Jonathan Greenblatt: Extremists exploit coronavirus crisis to spread hate

“Virus-related conspiracy theories are proliferating,” noted the Anti-Defamation League CEO.

Anti-Defamation League National Director Jonathan Greenblatt  (photo credit: Courtesy)
Anti-Defamation League National Director Jonathan Greenblatt
(photo credit: Courtesy)
WASHINGTON – The House Subcommittee on Intelligence and Counterterrorism had an online hearing to discuss the rise of extremism during the COVID-19 pandemic. Rep. Max Rose moderated a panel with Anti-Defamation League CEO Jonathan Greenblatt and Ali Soufan, a leading national security and counterterrorism expert.
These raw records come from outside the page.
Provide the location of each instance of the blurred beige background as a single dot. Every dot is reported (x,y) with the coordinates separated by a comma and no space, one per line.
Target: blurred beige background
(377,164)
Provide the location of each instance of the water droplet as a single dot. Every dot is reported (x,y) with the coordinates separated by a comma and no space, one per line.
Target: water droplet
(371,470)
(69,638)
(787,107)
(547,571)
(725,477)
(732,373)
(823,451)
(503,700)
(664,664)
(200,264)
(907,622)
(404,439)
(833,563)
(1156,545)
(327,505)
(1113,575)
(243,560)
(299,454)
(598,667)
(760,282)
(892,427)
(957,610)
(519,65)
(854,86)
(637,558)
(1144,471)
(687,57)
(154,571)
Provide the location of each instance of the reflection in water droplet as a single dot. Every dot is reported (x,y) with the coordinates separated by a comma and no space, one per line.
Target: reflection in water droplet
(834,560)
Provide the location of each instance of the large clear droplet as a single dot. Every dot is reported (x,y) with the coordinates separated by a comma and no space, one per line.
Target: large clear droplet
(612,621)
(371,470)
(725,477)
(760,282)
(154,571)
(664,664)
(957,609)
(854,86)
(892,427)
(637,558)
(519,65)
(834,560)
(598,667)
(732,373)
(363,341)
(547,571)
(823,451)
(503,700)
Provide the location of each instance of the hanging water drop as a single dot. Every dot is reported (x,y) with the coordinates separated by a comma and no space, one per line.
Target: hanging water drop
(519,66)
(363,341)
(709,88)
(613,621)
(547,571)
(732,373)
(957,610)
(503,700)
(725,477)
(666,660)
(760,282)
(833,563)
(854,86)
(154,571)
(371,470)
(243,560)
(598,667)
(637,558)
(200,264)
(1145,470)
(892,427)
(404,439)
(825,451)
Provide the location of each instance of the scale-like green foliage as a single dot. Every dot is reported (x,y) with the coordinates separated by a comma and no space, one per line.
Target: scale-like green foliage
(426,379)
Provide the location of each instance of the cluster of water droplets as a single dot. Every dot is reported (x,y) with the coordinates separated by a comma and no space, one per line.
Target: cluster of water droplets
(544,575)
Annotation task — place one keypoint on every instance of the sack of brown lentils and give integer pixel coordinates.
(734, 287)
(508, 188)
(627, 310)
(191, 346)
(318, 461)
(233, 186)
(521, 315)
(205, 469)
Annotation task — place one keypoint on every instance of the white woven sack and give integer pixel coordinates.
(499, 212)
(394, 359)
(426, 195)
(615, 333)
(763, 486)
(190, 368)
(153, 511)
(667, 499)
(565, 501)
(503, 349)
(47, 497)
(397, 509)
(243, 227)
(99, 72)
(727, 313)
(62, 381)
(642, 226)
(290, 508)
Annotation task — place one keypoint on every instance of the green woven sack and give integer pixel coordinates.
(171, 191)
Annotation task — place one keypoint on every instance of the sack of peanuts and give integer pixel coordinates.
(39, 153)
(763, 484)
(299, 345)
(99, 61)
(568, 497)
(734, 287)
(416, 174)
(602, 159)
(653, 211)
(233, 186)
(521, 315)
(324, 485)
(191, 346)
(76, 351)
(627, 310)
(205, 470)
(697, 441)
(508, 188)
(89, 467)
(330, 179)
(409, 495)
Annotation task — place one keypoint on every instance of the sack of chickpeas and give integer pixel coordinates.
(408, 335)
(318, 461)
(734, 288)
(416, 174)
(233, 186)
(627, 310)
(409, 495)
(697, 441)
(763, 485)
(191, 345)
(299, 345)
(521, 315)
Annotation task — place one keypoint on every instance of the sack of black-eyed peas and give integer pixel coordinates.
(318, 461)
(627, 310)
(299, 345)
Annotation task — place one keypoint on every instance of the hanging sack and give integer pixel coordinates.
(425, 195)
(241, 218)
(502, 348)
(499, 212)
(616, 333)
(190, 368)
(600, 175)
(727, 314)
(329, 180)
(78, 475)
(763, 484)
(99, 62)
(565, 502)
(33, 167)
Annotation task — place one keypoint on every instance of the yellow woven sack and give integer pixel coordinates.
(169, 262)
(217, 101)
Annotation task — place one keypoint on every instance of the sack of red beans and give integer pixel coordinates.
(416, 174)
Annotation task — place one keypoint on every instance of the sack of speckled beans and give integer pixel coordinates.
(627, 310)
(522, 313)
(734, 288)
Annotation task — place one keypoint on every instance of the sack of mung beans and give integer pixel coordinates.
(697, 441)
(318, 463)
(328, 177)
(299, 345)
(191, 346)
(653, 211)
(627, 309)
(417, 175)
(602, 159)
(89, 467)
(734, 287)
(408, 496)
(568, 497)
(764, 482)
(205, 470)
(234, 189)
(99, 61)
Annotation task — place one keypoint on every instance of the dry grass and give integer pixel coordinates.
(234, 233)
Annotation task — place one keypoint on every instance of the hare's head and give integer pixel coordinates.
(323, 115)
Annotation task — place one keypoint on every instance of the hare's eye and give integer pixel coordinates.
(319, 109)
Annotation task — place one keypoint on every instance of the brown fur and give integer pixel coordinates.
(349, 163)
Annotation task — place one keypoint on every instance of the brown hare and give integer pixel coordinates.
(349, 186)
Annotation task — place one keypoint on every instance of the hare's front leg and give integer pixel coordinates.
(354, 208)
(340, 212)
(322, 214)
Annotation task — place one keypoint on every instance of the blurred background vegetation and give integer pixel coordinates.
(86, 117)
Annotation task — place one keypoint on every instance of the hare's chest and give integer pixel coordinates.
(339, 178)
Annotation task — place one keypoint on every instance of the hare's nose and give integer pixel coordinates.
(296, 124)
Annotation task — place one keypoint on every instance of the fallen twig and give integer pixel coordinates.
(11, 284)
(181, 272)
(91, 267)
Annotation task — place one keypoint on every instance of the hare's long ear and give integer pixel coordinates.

“These are scary and uncertain times, and extremists are exploiting the moment,” said Greenblatt on Wednesday. “Extremists always have capitalized on times of crisis and uncertainty – and as we’ve seen in recent months, this era of COVID-19 is no different,” he continued. “From white supremacists and other trolls who are innovating their techniques – ‘zoom-bombing’ online events – to armed militia groups, literally marching on our state capitals – there has been no shortage of extremist responses to the challenges presented by these unprecedented times.”
Greenblatt went on to say that extremists are exploiting the uncertainty, and using fear, stoked by widespread anxiety, about public health and job security, “to amplify and expand their dangerous and hateful messages.”
“Virus-related conspiracy theories are proliferating,” he noted. “These antisemitic, anti-Asian-American, xenophobic, hateful messages have spread misplaced blame and pushed misinformation into the mainstream. And while some of these messages are indeed new, many of them are simply old tropes repackaged during a modern pandemic.”
He said extremists are targeting Jewish communities with antisemitic myths of Jewish control, “as if Jews somehow started the coronavirus or are uniquely responsible for spreading it.”
“They are falsely blaming Latino and Muslim communities for somehow trying to spread the virus through immigration or their religious practices,” Greenblatt added. “And there are surging reports of incidents including harassment, vandalism and violence being directed against Asian-Americans and Pacific Islanders.
“Living here in the United States, victims are being spat on, physically assaulted, and told to ‘go back to China’ – when they’re not Chinese and are as American as anyone else,” Greenblatt concluded. “And they’re generally being blamed as if they so-called or somehow brought the virus here. It’s racism flat out.”
Rose went after social media companies for not appointing a point person to address these issues, calling it “disgraceful.”
“We have spent the last year trying to get social media companies to take terrorism seriously,” he said. “And one example of how they can do that is by building the public forum to counter terrorism.
“To this day, they haven’t appointed an executive director, and they’ve taken every excuse in the book – including now saying that they cannot appoint the executive director because of COVID, when in fact now’s the time when they need it more than ever.
“That’s just the first step. Then comes resourcing, then comes building out that organization. It’s a disgrace that at this point, [when] hate content and terrorist content is proliferating on these platforms more so now than ever, that they still refuse even to appoint a head person,” he said.